# Need ATX cabinet with a budget of Max 2000



## Ronnie11 (Oct 9, 2013)

Hey, so i need a cabinet for my dad's computer which has gone kaput.The existing cabinet's power button all have broken down and unable to fix it.It was a local cabinet.The system in it is one of the AMD(AM3) systems.I am looking for an ATX cabinet to be future proof.I am looking for a good quality cabinet which will last a period of 5 years minimum.The specs of that comp is not for gaming.So not looking for some extreme gaming cabinets.So pls help out guys.


----------



## rijinpk1 (Oct 9, 2013)

nzxt gamma at 2.3k is the best bet.


----------



## Ronnie11 (Oct 9, 2013)

hmm most of the online portals like primeabgb and theitwares show the price to be 2500...At this price..isn't one of antec cabinets better?

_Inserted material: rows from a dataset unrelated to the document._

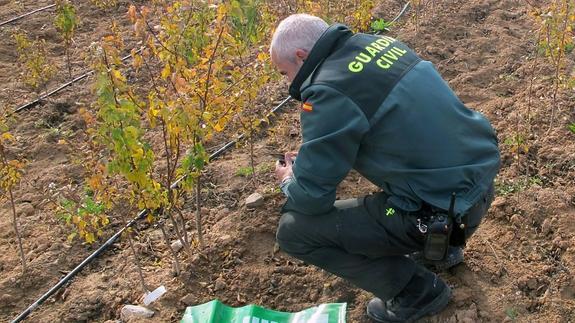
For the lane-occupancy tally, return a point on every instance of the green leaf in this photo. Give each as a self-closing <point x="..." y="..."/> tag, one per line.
<point x="380" y="25"/>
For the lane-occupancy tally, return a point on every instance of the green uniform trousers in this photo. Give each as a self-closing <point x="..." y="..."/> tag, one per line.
<point x="364" y="241"/>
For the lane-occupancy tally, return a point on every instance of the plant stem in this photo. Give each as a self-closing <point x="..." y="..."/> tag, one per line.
<point x="138" y="266"/>
<point x="68" y="61"/>
<point x="176" y="261"/>
<point x="19" y="238"/>
<point x="199" y="213"/>
<point x="14" y="214"/>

*www.primeabgb.com/index.php/nzxt-gamma-mid-tower-black-interior-chassis.html

*theitwares.com/index.php?route=product/product&path=1_65&product_id=128


----------



## whitestar_999 (Oct 9, 2013)

almost every pc component online shopping site adds ~500 as shipping charges for cabinets for delivery outside the city in which these sites showrooms are located.haven't checked the shipping rates of general shopping sites like infibeam,snapdeal,flipkart etc but then they have a very limited models available.


----------



## ASHISH65 (Oct 9, 2013)

+1 for nzxt gamma.

the antec x1 is also available for same price but it lacks cable management (if iam not wrong)


----------



## Ronnie11 (Oct 9, 2013)

oh ok..i presumed that was the case with FK etc but didn't know primeabgb were doing this as well..

itwares shows 500 separate for shipping on cabinets.So in that case its going above 3000..Anyways i will be picking myself up.

also any other options to nzxt gamma or is this the best available at this price?Any CM/Antec ones too?


----------



## rijinpk1 (Oct 9, 2013)

Ronnie11 said:


> oh ok..i presumed that was the case with FK etc but didn't know primeabgb were doing this as well..
> 
> itwares shows 500 separate for shipping on cabinets.So in that case its going above 3000..Anyways i will be picking myself up.
> 
> also any other options to nzxt gamma or is this the best available at this price?Any CM/Antec ones too?



cm/antec lacks cable management at this price point. look no further than gamma.


----------



## The Incinerator (Oct 9, 2013)

Get NZXT Beta Evo Or Gamma.If you want to send a bit extra for better then there Bitfenix Merc Alpha at around Rs 2750...


----------



## Ronnie11 (Oct 10, 2013)

Thank you guys for the help..truly appreciated

damn..is this cabinet gamma going out of production or something..its getting hard to find it in stock in mumbai...


----------